On y a vu la ministre de la Culture, qui, depuis sa nomination, s’est déclarée guerrière pour porter nos couleurs, reléguée au rôle de figurante dans le film... Donc rien de nouveau, quelques aides supplémentaires... sinon la messe est dite.
La messe ? Oui la messe.
On nous propose les épisodes d’une nouvelle série, intitulée « La course aux traitements et au vaccin-miracle ». Nouvelle approche, tendance, la science nous propose d’être dans la croyance. Alors confinez-vous... et quoi ?... et priez ?... et espérez ?... et croyez ! Et hop, la litanie républicaine du peuple uni dans l’adversité devient liturgie, parole d’évangile... en mode culte de l’être suprême, promesse de paix et de bonheur.
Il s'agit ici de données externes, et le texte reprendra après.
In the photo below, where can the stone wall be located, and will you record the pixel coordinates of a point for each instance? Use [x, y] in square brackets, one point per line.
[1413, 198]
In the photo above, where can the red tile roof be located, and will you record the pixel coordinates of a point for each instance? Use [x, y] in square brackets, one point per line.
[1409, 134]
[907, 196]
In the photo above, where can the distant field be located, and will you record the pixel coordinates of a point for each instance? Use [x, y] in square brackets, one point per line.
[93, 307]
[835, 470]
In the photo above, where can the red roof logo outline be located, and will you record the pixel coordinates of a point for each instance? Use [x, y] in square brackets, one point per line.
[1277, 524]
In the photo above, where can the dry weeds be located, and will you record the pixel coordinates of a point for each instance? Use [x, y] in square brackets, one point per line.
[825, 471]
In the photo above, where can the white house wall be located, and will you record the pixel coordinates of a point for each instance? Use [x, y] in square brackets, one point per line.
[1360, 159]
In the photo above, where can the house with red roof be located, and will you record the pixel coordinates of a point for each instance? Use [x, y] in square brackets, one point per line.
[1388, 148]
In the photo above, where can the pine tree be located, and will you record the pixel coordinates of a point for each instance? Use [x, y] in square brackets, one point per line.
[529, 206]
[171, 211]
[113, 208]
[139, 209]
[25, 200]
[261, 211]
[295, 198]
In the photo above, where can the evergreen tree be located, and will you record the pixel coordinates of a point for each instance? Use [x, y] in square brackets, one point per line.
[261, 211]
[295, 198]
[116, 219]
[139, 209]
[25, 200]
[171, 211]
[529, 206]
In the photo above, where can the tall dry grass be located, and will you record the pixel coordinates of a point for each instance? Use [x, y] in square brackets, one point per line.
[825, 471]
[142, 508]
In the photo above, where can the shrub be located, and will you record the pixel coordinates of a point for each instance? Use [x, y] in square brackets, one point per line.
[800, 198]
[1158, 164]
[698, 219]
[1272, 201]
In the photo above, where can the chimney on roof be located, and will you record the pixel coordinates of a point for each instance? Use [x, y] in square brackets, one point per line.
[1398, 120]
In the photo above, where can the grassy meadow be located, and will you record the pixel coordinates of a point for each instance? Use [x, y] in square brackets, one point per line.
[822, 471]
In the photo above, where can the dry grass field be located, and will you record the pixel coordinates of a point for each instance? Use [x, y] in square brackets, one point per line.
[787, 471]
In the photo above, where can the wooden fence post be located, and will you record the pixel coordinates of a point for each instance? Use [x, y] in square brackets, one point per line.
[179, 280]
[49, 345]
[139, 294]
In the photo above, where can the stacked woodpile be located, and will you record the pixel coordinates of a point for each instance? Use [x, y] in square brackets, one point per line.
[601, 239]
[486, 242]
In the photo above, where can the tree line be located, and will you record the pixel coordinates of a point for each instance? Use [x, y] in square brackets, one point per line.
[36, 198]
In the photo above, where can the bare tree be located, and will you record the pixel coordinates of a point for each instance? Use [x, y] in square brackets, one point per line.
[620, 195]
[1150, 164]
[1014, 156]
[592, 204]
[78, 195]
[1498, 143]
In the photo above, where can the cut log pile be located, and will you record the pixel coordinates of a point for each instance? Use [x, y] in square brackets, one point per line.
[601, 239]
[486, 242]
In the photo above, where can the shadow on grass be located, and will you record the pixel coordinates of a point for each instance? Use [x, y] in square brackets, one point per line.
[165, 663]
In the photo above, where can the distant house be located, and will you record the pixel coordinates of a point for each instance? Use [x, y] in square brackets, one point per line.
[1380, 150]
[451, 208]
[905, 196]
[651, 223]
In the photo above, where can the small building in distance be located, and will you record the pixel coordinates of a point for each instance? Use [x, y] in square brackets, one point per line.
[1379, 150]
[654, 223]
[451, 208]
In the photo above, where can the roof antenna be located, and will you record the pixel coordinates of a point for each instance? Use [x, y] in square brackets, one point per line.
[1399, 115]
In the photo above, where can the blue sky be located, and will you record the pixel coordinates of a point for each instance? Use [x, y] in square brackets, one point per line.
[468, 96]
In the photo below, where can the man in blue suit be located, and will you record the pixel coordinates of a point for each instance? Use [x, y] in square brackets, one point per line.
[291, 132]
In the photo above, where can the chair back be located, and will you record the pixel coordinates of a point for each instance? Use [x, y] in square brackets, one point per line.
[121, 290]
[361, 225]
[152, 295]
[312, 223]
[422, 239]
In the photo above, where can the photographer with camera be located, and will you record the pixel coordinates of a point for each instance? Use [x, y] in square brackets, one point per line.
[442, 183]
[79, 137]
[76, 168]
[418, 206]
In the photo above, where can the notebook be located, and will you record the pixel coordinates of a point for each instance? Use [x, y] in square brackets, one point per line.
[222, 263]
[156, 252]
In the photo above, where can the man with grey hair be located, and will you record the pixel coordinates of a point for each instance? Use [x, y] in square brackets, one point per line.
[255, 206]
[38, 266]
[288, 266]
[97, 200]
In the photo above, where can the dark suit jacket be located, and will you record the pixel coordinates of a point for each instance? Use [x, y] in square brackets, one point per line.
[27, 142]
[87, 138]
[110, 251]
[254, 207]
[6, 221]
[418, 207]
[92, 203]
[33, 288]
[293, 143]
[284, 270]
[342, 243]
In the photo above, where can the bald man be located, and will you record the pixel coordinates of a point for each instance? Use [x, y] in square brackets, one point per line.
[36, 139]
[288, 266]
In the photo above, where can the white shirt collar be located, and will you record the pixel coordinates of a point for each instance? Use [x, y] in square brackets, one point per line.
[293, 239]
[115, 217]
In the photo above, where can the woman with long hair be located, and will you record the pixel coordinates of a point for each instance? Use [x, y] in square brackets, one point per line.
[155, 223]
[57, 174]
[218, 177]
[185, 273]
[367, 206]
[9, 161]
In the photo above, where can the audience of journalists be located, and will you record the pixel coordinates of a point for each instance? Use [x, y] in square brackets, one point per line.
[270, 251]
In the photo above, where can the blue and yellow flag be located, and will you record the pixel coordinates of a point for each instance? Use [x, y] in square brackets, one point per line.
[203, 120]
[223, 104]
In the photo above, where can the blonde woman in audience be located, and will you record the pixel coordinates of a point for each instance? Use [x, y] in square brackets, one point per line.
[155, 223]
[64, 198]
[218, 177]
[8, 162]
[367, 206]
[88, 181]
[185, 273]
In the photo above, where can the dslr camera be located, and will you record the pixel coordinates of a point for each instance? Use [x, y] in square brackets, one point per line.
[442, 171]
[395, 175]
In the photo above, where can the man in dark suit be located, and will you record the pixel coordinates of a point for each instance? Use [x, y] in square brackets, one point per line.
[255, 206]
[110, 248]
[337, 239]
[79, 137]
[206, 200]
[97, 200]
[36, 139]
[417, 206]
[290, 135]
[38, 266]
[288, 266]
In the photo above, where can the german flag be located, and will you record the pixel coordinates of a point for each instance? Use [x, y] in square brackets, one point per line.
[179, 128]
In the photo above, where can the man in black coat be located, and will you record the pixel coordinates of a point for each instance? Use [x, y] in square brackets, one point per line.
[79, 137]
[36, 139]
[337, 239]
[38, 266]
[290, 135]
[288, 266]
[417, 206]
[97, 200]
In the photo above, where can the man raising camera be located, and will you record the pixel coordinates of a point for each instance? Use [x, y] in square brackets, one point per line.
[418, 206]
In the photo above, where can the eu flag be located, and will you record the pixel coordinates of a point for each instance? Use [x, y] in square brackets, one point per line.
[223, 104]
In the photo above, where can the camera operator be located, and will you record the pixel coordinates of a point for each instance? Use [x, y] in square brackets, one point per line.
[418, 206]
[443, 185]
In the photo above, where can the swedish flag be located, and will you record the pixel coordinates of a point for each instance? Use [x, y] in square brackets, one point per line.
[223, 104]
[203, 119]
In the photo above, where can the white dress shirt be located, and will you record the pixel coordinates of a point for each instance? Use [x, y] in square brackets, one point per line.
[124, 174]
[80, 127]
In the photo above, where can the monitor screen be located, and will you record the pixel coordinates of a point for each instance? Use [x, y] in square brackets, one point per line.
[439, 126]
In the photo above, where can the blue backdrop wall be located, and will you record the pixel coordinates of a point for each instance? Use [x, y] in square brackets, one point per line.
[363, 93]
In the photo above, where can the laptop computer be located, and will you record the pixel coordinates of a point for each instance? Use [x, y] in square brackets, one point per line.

En même temps la terreur fonctionne à plein régime...
Oh, pas la peine de s’énerver là-dessus sur les réseaux sociaux, alors que notre pays subit l’horreur d’attaques terroristes d’extrémistes dont l’idéologie délétère assassine...
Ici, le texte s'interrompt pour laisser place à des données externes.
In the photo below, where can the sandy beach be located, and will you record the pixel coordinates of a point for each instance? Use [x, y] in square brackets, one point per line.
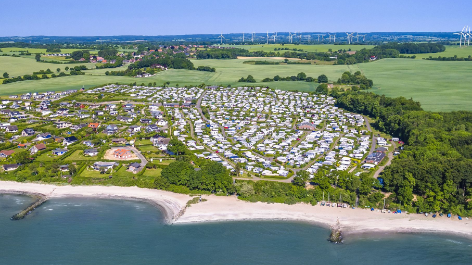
[218, 208]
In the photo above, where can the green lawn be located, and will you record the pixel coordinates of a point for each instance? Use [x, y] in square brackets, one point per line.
[439, 86]
[308, 48]
[46, 157]
[90, 173]
[450, 52]
[152, 172]
[78, 156]
[16, 66]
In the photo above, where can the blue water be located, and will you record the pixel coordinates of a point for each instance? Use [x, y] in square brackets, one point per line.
[97, 231]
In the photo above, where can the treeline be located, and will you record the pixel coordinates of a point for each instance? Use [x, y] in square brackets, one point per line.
[412, 48]
[299, 77]
[206, 68]
[167, 61]
[208, 176]
[77, 55]
[454, 58]
[222, 53]
[45, 74]
[117, 63]
[436, 163]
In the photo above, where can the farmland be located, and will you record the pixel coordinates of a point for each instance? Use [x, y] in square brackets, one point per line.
[307, 48]
[439, 86]
[16, 66]
[450, 52]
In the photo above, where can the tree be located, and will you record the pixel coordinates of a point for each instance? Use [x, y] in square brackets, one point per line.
[250, 79]
[322, 89]
[245, 189]
[301, 178]
[21, 157]
[301, 76]
[72, 169]
[237, 168]
[322, 79]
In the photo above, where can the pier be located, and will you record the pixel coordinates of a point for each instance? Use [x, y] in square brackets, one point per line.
[40, 199]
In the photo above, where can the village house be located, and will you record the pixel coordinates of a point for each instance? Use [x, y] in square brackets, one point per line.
[59, 151]
[93, 125]
[122, 153]
[10, 167]
[27, 132]
[6, 153]
[104, 166]
[37, 148]
[118, 141]
[134, 167]
[11, 129]
[91, 152]
[69, 140]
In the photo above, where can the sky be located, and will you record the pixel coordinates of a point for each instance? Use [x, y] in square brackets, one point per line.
[157, 17]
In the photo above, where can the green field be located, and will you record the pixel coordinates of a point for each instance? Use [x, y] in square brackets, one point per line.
[450, 52]
[439, 86]
[307, 48]
[16, 66]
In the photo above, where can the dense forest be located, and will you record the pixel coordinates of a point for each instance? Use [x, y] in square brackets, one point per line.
[436, 163]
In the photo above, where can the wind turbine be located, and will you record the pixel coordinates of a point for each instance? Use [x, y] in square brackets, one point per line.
[461, 35]
[332, 36]
[349, 37]
[320, 35]
[468, 35]
[221, 37]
Mais n’avons-nous pas justement un rôle à jouer là ? C’est par l’art, par plus de culture... beaucoup plus... par l’ouverture sur un monde qui refuse de se laisser bâillonner par la peur, que passe, depuis la nuit des temps, l’appel à la liberté.
Un artiste devrait pouvoir choisir d’être le chantre de celui qui exprime un point de vue marginal, minoritaire, un point de vue aujourd’hui asphyxié par le conformisme qui pousse partout.
Si la mise à l’isolement continue, la création des œuvres plus modestes, plus difficiles, plus exigeantes, va-t-elle survivre dans le désir épuisé de ceux qui les défendent et de ceux qui les attendent ? On est tout de même un petit groupe dispersé à s’en inquiéter... Qu’on nous fasse revenir à nous, pour vous... À rester trop longtemps prisonniers entre la plateforme et le vide, nous finirons par ne plus servir à rien, nous servirons, c’est tout.